I put a mostly-finished technical overview of Frank’s codebase up on github here.
Mostly focused on the design and operation of the bot itself, not the cool machine learning parts.
I don’t know quite who the audience for this is, or whether there even is one, but it feels nice to have a description of the bot written down that’s not immensely out of date.
I actually really like this API design! it’s very very similar to what I would consider the “good” version of this architecture, which would be using a database like Redis or similar to power a jobs queue that the ML machines can read from and write to.
How do you handle making sure that two ML machines don’t work on the same task concurrently? This is a very common issue with distributed job queues like this one. Does the main server mark as task as “handed out” when the GET /pollml from the ML machine comes in, or does it just hand out the same task to as many machines as will take it? Feels like you might end up with a lot of duplicate work if you don’t have something like this set up. I guess maybe it’ll Just Work Out if you always have “number of candidate posts generated” divisible by “number of ML machines running”? (Not sure how that works out for the score tasks though….)
Good question.
When there are multiple ML machines, and they’re doing the scoring tasks, they do in fact perform some redundant overlapping work. It’s suboptimal, but these tasks are relatively fast so it’s not a huge source of overhead.
The biggest time sink by far is the “write posts” task, but that is also a special case where this is a non-issue. The ML machines all receive the same instructions (“write a single post and send it over”), and it’s actively good for them to do this concurrently.
—-
Now that I think about it, I realize I erred slightly in my description of this one – I’ll have to go back and edit later.
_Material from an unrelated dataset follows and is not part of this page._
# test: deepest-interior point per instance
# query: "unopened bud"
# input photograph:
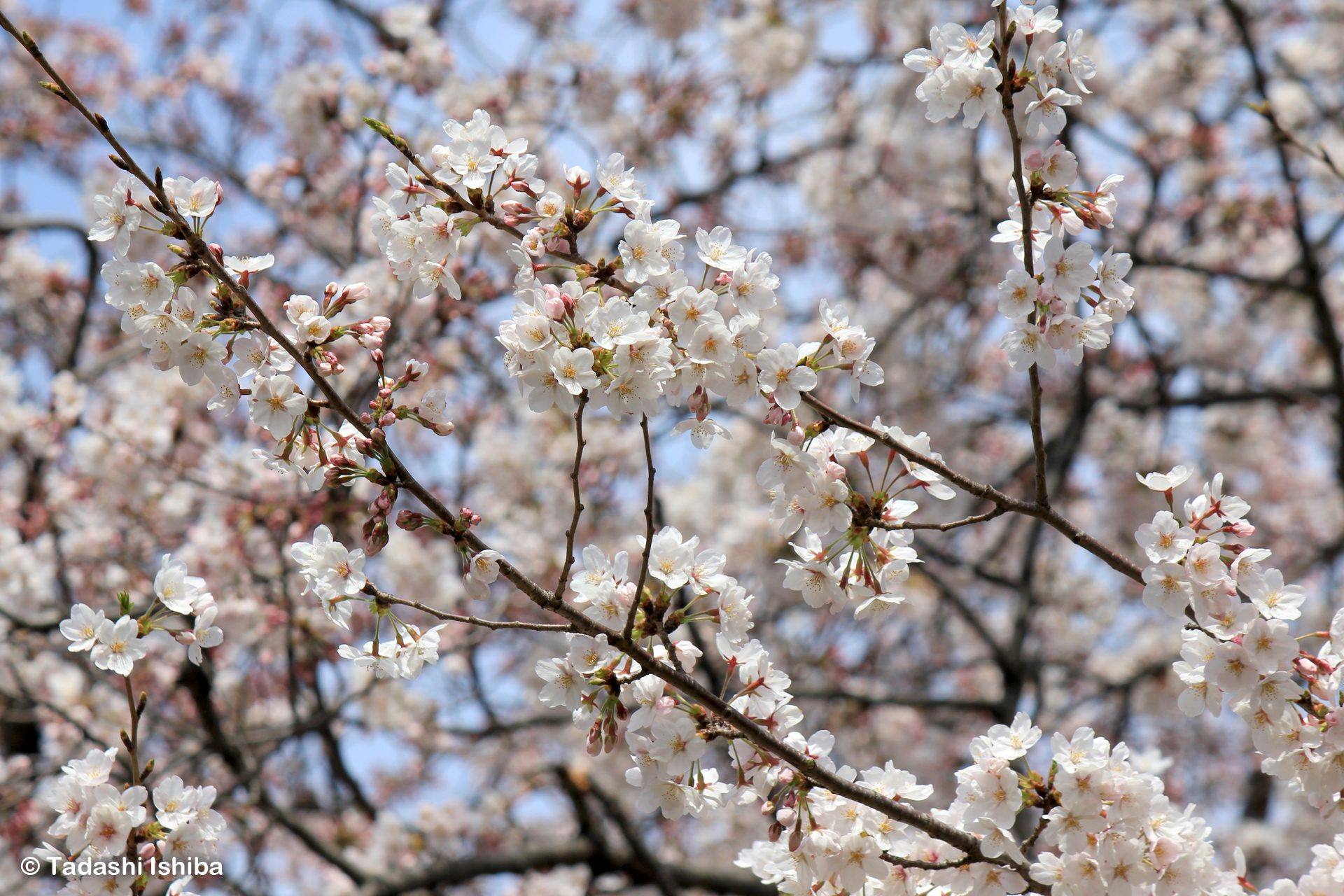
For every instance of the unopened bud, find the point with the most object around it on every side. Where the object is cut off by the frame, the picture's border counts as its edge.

During the “write posts” task, the main process is responsible for deciding when to stop (which it communicates via “/done”). From the perspective of the bridge service, the task is just “keep writing posts until I hear /done.”
This lets me write logic in the main process that rejects some posts (like very short ones) while writing is still happening, while guaranteeing we still get N at the end, and keeping the bridge service simple.
However, this has the annoying consequence that the bridge service learns when we’re done slightly after the decision is made, which means that it might have already sent ML machines off to write additional posts we don’t need.
To smooth over this case, I recently added a state called “almostdone,” set when we get close to N. This tells the ML machines to wait longer between each POST and the next GET, anticipating that a /done may occur in between.